Non c’è battuta di dialogo che non sia gorgheggiata, anche la scena del parto – respira, respira, intona il coretto composto dal dottore, le infermiere e il futuro padre. Anche l’interrogatorio di polizia, si sa che i grandi amori finiscono in grandi tragedie. Ogni scena ha un dettaglio inatteso, su uno sfondo sempre spettacolare e fantasioso. Per ribadire che il cinema va visto in sala, Thierry Frémaux non poteva scegliere film più adatto. E divertente. E folle. I classici del cinema li abbiamo ripassati durante il confinamento, vediamo di produrne altri.

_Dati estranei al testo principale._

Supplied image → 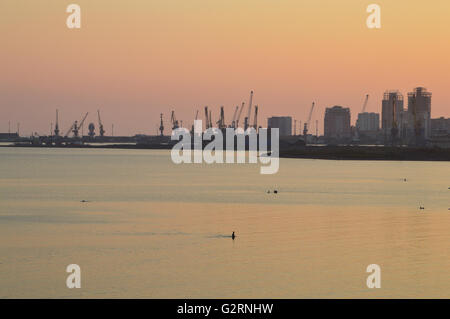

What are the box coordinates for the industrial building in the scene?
[0,133,19,141]
[381,91,404,143]
[268,116,292,136]
[356,112,379,131]
[324,106,351,143]
[431,117,450,137]
[381,87,433,146]
[355,112,380,144]
[406,87,432,142]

Nessuno schermo, per quanto piccolo, può nuocere invece a “Between Two Worlds”, il film di Emmanuel Carrère che ha aperto la Quinzaine des Réalisateurs (sezione indipendente curata dai registi, eredità del rivoltoso 68). Le intenzioni erano lodevoli, adattare il bestseller di Florence Aubenas “Le quai de Ouistreham”: reportage sulle tremende condizioni di lavoro delle operaie che puliscono le cabine dei traghetti che attraversano la Manica. In aggiunta, la questione che sempre tormenta Carrère scrittore: fino a che punto è lecito saccheggiare le vite degli altri, per scrivere libri di successo?
Juliette Binoche ha la parte di Florence Aubenas (con un altro nome). Si finge povera e sola, in cerca di lavoro tra le disperate vere (non del tutto, anche loro sono attrici). Scopre la durezza della vita e il valore dell’amicizia, gente povera ma di cuore, c’è anche una trans con straccio e disinfettante. Il finale riporta ogni cosa al suo posto. La scrittrice firma copie a Parigi. “La migliore amica” è furiosa per l’inganno.